What does temimah mean? A quick rundown of meforshim, and then my own take. We will use a graphic for this. It may pay to click on it to see it larger, in another window.
Let us start with Rashi. We can already see what he is going to say by the way he groups the words. He cites aduma temima and not the word para. Thus, the temimut, completeness, is in the redness. He is basically chanelling a derasha from Sifrei on Chukat, and calling it peshat:
perfectly red Heb. אֲדֻמָּה תְּמִימָה, lit., red, perfect. It shall be perfect in redness, so that two black hairs disqualify it. — [Sifrei Chukath 5]And just because it appears in a midrash does not mean that it is not peshat. Indeed, there is dispute about this, and this struck me as a pasuk it would be useful to check out the Karaites on.
And indeed, if we look at the explanation of Aharon ben Yosef, the Karaite, we see that he endorses Rashi, and the Sifrei's explanation, that temima is modifying the adjective of aduma. This is a parsing issue, so there is no reason why not to accept this as a reading. They reject a separate requirement that the hooves and horns be red, such that if they are black (or in another girsa, white), they are invalid. Because such cannot manifest in reality. The supercommentary connects this to the Mishna in Para, 2:2, פרה שקרניה וטלפיה שחורים, יגוד, which means that they must be cut off and then it is valid.
But regardless, they see temima and modifying aduma. And you can even see this from what they cite, which is the same as Rashi, namely aduma temima.
Ibn Ezra parses it slightly differently. You can see this from the fact that he cites the full phrase para aduma temima. He says that this means that the female cow is not a ketana, but is rather fully mature. I think he is parsing it such that temima modifies para.
One could argue it in all sorts of ways, but I think the trup supports Ibn Ezra more than Rashi here. (Click to see the picture.) The trup, as you can see above, on para aduma temima is kadma veazla revii. The kadma is a conjunctive trup, while the azla and revii are disjunctive. Effectively, this groups para aduma together on one branch, and temima on the other branch, such that temima would be modifying the entire entity, which is the red cow, which is in other words the cow. If it were complete in redness, wouldn't we expect to see aduma temima grouped together? It is possible I am missing something, but I would guess so.
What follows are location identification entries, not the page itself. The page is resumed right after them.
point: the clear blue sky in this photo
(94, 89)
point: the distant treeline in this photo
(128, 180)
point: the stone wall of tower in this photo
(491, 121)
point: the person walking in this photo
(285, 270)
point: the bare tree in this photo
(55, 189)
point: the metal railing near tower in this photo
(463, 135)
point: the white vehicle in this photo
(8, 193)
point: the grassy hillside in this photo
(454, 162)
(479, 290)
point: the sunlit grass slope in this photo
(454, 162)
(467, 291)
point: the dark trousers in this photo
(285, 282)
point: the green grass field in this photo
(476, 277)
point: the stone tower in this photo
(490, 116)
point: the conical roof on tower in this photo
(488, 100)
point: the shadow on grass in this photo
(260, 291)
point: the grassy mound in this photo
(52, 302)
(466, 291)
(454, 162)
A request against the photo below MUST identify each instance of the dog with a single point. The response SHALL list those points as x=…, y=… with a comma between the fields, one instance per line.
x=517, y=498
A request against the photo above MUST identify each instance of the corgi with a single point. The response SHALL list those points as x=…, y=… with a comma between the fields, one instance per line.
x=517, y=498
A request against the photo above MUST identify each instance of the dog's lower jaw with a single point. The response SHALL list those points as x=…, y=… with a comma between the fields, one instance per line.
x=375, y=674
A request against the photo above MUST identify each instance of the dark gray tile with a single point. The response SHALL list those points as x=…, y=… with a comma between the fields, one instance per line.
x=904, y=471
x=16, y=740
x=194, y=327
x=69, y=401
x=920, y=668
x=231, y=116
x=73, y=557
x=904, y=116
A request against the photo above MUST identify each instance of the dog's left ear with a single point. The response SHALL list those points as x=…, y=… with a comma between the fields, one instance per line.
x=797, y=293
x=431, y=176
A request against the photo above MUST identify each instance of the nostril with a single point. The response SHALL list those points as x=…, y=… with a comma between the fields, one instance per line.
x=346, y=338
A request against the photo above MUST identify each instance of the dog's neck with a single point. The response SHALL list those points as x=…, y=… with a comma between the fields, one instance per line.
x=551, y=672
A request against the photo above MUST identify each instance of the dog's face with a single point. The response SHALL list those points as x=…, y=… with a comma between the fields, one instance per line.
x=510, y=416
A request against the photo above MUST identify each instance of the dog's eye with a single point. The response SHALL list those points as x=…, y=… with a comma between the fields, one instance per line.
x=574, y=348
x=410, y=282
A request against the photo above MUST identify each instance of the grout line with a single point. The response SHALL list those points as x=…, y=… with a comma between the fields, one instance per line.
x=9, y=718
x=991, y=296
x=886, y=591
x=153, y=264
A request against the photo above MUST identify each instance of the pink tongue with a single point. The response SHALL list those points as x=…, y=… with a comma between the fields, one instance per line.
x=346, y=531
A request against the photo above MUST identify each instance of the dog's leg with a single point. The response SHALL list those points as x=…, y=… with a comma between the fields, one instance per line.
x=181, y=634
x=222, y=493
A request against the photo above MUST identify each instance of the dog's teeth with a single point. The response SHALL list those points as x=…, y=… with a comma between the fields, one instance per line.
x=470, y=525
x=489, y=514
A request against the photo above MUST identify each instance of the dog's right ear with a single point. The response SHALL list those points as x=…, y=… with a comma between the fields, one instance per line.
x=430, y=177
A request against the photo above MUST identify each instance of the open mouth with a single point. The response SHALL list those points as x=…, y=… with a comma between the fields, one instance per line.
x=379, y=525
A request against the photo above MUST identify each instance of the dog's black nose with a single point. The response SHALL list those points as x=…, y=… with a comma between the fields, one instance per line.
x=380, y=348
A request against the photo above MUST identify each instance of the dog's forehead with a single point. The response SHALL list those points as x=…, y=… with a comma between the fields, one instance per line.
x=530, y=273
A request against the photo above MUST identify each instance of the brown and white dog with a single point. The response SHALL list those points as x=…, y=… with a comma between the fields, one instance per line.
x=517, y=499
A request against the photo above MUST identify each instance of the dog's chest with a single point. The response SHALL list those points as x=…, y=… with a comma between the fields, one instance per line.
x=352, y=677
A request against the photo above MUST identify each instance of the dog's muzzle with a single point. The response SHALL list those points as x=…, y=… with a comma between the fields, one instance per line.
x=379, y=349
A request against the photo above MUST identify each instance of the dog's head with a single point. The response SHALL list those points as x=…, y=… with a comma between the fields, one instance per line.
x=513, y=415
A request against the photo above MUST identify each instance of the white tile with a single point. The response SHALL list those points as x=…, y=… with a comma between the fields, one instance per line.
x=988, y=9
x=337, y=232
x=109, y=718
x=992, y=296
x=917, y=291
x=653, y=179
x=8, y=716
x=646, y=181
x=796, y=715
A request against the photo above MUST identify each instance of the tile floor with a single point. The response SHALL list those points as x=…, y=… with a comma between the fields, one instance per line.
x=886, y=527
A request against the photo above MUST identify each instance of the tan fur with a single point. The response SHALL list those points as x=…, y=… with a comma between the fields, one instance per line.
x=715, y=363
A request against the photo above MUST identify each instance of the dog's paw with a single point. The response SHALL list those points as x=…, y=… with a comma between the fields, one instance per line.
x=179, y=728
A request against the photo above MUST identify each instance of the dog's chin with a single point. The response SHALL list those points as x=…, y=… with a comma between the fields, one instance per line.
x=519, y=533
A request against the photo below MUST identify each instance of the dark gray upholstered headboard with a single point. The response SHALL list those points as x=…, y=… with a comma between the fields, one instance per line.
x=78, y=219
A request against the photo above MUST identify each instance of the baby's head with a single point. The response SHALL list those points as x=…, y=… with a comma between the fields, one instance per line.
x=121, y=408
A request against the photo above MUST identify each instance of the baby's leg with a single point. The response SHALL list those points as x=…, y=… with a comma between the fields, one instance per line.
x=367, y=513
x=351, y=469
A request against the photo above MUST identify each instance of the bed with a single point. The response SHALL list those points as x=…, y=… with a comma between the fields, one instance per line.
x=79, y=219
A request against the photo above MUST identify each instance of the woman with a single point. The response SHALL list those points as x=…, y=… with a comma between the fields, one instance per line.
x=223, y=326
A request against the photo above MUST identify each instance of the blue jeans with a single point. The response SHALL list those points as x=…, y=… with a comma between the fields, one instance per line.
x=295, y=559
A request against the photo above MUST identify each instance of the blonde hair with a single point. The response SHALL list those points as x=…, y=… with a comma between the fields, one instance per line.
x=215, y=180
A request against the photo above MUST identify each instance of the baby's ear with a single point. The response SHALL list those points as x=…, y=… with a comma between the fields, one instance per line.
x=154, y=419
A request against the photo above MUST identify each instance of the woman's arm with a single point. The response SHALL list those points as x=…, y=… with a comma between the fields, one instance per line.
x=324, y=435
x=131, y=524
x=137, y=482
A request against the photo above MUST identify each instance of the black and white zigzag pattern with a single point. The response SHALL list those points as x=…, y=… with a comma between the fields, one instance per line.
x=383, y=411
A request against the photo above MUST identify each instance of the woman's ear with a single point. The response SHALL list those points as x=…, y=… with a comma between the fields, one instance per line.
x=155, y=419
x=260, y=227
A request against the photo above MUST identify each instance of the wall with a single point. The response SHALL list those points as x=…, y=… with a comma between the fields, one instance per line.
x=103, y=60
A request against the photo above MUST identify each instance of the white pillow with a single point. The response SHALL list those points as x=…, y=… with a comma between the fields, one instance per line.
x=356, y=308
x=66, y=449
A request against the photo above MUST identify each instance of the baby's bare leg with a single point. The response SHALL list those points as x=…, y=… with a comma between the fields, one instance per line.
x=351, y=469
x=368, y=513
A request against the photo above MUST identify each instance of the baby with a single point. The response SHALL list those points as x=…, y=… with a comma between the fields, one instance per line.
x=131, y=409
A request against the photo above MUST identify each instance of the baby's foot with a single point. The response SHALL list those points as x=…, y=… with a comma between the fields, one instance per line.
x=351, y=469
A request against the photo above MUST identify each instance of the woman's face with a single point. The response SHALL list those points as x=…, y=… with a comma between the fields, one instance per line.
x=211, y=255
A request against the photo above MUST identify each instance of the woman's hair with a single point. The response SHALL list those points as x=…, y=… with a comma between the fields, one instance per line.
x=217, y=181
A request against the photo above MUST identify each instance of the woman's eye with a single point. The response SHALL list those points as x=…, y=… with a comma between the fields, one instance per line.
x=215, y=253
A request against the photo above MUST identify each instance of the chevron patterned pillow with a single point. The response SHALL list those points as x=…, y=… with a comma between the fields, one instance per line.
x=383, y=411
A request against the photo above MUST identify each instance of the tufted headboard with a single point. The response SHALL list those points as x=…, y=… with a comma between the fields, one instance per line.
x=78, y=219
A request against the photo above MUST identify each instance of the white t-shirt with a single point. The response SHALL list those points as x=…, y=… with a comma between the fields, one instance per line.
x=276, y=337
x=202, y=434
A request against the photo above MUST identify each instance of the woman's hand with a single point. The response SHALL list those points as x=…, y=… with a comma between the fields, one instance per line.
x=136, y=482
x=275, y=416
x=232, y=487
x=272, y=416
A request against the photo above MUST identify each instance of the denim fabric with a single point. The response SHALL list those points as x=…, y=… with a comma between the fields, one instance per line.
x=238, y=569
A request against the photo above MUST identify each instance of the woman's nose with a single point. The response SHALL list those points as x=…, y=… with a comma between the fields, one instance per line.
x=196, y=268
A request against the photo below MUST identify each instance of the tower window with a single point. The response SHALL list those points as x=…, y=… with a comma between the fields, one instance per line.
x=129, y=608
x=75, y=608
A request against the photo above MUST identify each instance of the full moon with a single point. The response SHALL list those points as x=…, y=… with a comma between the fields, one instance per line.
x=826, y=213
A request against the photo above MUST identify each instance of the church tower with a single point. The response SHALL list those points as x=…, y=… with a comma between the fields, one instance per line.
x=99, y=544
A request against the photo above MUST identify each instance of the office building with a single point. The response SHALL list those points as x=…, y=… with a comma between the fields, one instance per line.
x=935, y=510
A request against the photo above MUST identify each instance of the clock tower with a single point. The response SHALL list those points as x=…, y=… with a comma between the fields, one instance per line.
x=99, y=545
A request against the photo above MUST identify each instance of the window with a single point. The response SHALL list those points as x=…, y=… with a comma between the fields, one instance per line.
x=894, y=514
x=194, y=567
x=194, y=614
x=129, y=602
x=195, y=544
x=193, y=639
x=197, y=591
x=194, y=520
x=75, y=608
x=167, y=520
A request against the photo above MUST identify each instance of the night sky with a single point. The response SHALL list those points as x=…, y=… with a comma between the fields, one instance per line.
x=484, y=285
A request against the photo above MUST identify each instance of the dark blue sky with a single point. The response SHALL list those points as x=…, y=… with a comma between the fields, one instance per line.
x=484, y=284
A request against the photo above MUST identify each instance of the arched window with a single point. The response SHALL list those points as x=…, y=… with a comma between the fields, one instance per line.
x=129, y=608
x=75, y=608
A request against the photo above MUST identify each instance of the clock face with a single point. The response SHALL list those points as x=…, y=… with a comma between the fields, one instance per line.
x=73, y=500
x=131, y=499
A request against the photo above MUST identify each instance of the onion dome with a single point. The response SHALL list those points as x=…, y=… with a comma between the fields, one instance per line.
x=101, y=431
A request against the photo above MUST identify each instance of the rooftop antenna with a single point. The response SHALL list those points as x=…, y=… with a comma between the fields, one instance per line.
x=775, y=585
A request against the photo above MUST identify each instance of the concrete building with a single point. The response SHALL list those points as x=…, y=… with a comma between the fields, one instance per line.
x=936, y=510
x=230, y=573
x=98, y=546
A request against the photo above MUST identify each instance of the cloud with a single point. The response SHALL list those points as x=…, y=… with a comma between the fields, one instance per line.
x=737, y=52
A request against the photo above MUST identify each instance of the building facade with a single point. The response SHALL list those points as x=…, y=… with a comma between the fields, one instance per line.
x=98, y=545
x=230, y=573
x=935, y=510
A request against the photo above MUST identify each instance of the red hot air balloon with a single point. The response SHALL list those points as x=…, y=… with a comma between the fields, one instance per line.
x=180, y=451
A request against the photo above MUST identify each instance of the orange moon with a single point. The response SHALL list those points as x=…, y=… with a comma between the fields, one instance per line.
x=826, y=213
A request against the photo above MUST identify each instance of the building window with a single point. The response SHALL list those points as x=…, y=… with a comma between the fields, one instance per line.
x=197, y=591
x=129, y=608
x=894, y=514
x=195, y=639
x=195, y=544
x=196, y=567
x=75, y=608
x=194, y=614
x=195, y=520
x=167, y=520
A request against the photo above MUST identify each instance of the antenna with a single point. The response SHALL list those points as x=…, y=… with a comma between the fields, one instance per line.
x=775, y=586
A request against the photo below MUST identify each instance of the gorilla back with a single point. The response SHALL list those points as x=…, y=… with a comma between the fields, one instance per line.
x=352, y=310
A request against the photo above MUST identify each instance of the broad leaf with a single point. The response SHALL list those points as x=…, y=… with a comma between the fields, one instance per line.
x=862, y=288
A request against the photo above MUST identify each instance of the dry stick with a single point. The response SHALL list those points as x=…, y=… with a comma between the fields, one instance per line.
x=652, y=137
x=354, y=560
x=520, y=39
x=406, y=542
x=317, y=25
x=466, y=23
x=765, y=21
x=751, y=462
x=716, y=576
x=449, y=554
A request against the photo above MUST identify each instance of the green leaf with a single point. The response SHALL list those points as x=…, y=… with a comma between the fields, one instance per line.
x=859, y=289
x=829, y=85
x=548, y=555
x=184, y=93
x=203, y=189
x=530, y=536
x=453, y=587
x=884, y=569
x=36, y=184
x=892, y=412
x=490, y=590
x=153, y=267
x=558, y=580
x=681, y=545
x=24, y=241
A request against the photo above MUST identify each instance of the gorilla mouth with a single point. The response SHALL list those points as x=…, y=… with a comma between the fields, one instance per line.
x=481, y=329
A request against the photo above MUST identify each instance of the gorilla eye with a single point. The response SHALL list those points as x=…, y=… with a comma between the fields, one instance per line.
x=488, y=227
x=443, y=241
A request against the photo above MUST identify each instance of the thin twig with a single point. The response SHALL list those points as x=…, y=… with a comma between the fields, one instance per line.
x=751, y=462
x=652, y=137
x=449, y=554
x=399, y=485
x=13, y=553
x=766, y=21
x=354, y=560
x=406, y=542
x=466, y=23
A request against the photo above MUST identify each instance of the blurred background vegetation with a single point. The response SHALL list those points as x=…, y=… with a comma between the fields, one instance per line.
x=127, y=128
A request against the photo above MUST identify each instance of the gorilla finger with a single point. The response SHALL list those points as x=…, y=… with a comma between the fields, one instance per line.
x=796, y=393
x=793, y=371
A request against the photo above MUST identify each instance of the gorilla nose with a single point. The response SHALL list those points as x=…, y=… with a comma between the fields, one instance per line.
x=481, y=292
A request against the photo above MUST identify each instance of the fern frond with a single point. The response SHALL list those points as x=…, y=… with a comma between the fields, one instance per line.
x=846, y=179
Of course, if my trup chart above is correct, it is not modifying just para aduma but rather entire phrase of vayikchu eilecha fara aduma. It seems in this way to stand alone, away from all that. This makes me less likely to endorse temima as going on aduma. I think it modifying the full cow is still possible, but there is yet another possibility.
Who says that a peshat must accord with the trup, though. The trup is just another perush, and while biblical commentators try to remain true to the trup, they on occassion feel free to diverge.
Sifsei Chachamim (above) gives a reason for Rashi's peshat. He notes that the pasuk continues with אֲשֶׁר אֵין-בָּהּ מוּם. Why would the pasuk repeat itself to no valid purpose. Therefore, rather than taking temima as an adjective in and of itself ("faultless/unblemished"), it modifies the adjective "red".
So here we have a tempting alternative. Temima means "faultless." And in some pashtanim, Tanach does repeat itself. It is called kefel lashon.
This is indeed what Shadal writes:
תמימה אשר אין בה מום: כפל לשון, כמו ( ויקרא כ"ב כ"א) תמים יהיה לרצון כל מום לא יהיה בו
You can see even by his dibbur hamatchil his explanation. He connects temima to asher ain bah mum. Thus, it means faultless. He cites Vayikra 22:21 as an example.
tamim is defined as lacking a mum.
I would offer an expansion upon this idea. Namely, they are not synonyms. Rather, the cow must be temima. The portion of the pasuk after the etnachta is the definition.
Thus, temima means entirely pure and dedicated. How so?
1) אֲשֶׁר אֵין-בָּהּ מוּם -- thus physically whole and perfect
2) אֲשֶׁר לֹא-עָלָה עָלֶיהָ עֹל -- and never dedicated to another purpose, so untouched in this way.
Thus, it is not just kefel lashon, but a general description of the requirement of temima followed by two elaborations to make clear just what temima means.